Siz sormadan, ben söyleyeyim... Tıpkı Hindistan’da olduğu gibi, Çin’de de “özel şoförlü araç” sahibi olmak, ciddi bir “prestij” göstergesiymiş. Yani trafikte, lüks bir otomobilin direksiyonunda, saatlerce dur-kalk yaptığınızda atacağınız “hava”, arka koltukta şoförlü bir otomobille gezer atacağınızın yanında “hiç” kalıyormuş. Böyle bir durumda sizi “önemli bir şahıs” olarak görüyorlarmış...
Hindistan’da, sırf bu yüzden, minik bir i10’un özel şoförlü kullanıldığını bizzat görmüşlüğüm var. Çin’de ise özellikle yeni nesil ve genç mühendis ya da yönetici olanlar, Bentley, Mercedes S-Serisi gibi modellere para bulamadığı için, daha “hesaplı” ama arkada oturabilecekleri bir model arıyorlarmış. İşte, bizim “lükse giriş” diye düşündüğümüz modellerin uzatılmış “ucubik” versiyonlarının yapılması da bundanmış.
Önemli bir konu!
Çin’de değişmeyen bir başka ve “önemli” konu da, tabii ki “kopya” meselesi! Zira 2016 yılının Pekin Fuarı’nda bile halen bu tip modeller görmek olası.
Örnek mi? Buyurun size “Yogomo S325” denilen araç. Ön ve arkadan bakıldığında, “Aaaaa, bu Range Rover Evoque!” diyeceğiniz ve ardından da “Ama bir şeyler yanlış sanki!” şaşkınlığına uğrayacağınız bir otomobil. Çünkü mini minnacık. Yani Range Rover’ın uykusunu kaçıracak türden değil! Ama “Zotye SR8”, Porsche’ninkini kaçırabilir. Çünkü tam bir Macan kopyası! Üstelik yarı fiyatına!

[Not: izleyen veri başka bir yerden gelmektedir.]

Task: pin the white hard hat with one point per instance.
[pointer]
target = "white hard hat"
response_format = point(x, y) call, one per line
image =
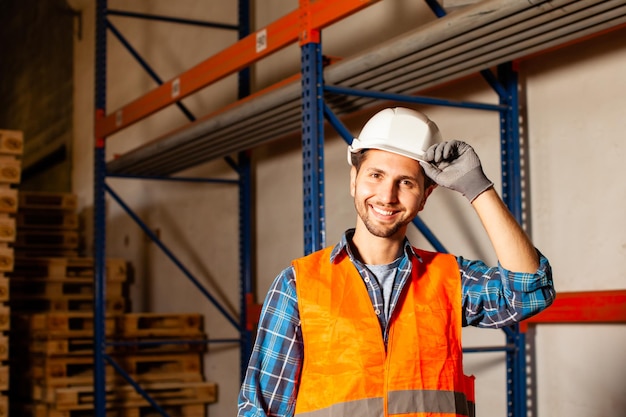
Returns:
point(399, 130)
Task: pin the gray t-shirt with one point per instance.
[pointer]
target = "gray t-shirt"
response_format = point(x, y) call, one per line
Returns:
point(386, 276)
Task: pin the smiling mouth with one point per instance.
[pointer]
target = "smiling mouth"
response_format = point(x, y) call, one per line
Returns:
point(382, 211)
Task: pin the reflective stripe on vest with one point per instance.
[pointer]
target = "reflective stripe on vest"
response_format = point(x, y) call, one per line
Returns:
point(346, 369)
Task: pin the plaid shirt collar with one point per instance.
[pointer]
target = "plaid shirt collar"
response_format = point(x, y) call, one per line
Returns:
point(343, 249)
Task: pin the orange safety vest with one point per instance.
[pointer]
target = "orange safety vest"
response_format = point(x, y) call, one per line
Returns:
point(348, 372)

Bunun yanında, Çinlilerin yaratıcı yönlerinin Pekin’de ortaya çıktığını da söyleyebilirim. Son dönemlerde ABD ve Rusya’da ortaya çıkan “hormonlu ve özel”, zırhlı arazi araçları furyası, Çin’e de uğramış. Karlmann King Mega SUV, bunun tipik örneği. Çinli elitlere özel araçlar yapmak üzere kolları sıvayan IAT Design firması, Amerikan Ford F-150 motoruyla ilginç bir şey ortaya çıkarmış. Sadece 10 adet üretip, tanesine 1.85 milyon dolar isteyecekmiş. Tabii bu başlangıç fiyatı. İçine farklı şeyler isteyen, “daha”sını vermek zorunda. Tesla ve BMW’nin i8’ine özenen Qiantu K50 ise, elektrikli ve 70 bin dolar civarından başlayan fiyatla satılacakmış. Yine cin fikirli bir firma olan ve Aston Martin’in elektrikli aracı RapidE için işbirliği yapmış LeEco da, Tesla’ya rakip, üstelik de “sürücüsüz gidebilen” bir araç yaratmış. Pekin’de sahneye kendi kendine çıkarken çekilmiş görüntülerine rastlayınca gördüm...
Dahası? Aslında çooookkk... Ama yer kısıtlı. Bir tek şey eklemeliyim ki, Chery’nin FV 2030 konsepti beni benden aldı... Üretilmesini zerre kadar ummadığım bu araç, eminim Çinlilerin bile afallamasına yol açmıştır... Yine de, farklı bir bakış açısı olduğunu kabul etmeli. Bu otomotiv dünyası, ne garip konseptler gördü şimdiye kadar!